Hoe hebben de bewoners van De Baarsjes de Bevrijding meegemaakt? Wat kunnen ze er zich van herinneren?

Netty Buijse-Perk (1930) is op het moment van de Bevrijding in Friesland bij een gezin ondergebracht. Ze krijgt een brief van haar oudere zus, die in geuren en kleuren vertelt over haar belevenissen in de dagen rond de Bevrijding in Amsterdam. Netty leest eruit voor. Henk Sorgdrager (1923) is als dwangarbeider in Duitsland werkzaam als de Geallieerden daar door de straten trekken. Huub Liebrand (1934) herinnert zich de intocht van de Canadezen op de hoek Hoofdweg/Postjesweg. Guus Luijters (1943) herinnert zich eveneens de Canadezen, net als Joop Bongers (1935).

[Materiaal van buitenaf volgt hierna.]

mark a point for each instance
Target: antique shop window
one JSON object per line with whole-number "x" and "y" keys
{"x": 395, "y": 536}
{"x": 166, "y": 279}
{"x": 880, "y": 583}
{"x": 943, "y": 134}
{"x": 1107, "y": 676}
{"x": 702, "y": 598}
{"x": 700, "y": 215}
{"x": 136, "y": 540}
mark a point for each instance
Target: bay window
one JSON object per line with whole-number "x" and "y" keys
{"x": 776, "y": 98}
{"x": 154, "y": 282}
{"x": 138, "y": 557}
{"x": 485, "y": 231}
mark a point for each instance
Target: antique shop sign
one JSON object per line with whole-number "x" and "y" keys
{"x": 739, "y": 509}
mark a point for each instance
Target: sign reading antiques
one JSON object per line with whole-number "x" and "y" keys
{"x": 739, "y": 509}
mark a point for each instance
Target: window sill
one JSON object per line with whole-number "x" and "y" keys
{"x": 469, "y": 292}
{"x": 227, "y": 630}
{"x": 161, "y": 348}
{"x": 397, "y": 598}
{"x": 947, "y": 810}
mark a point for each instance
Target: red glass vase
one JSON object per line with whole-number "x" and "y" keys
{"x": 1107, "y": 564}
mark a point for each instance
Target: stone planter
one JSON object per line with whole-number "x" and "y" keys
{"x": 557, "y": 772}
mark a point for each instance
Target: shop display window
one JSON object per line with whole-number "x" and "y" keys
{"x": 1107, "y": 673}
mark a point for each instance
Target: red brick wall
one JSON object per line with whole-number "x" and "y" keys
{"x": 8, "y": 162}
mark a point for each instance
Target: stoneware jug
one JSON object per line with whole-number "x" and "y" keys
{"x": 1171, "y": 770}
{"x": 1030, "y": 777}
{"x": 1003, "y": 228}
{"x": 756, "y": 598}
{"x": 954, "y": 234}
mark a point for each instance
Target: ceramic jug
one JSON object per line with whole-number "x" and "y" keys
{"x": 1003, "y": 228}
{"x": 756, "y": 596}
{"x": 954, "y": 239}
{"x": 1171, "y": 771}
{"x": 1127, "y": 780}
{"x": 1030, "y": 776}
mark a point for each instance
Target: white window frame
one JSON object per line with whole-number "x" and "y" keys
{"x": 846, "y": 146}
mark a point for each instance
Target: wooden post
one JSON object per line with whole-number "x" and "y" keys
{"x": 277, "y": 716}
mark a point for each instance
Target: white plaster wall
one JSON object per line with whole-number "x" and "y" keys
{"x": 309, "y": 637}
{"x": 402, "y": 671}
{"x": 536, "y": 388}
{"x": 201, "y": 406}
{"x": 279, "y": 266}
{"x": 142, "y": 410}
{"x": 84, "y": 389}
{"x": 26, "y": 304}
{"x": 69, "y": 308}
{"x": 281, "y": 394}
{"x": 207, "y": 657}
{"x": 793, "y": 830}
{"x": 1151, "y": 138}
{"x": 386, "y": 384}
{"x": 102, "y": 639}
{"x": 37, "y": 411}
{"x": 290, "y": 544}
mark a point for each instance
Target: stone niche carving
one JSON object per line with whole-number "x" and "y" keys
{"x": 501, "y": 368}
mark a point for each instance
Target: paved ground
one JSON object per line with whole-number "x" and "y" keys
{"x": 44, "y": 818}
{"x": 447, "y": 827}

Na de Bevrijding zijn er de bevrijdingsfeesten voor de kinderen. De ouders van Joop waren actief betrokken bij de bevrijdingsfeesten op het Columbusplein.

Maar na de Bevrijding wordt ook duidelijk hoeveel Joden er zijn afgevoerd tijdens de oorlog. In de stad is een leegte ontstaan. Guus weet nog hoe hij, achterop de fiets bij zijn vader, door de voormalige Jodenbuurt reed en dat het hem opviel dat daar niemand was. Hij vraagt zijn vader: “Waar is iedereen?” En zijn vader antwoordt: “Weg. Iedereen is weg.”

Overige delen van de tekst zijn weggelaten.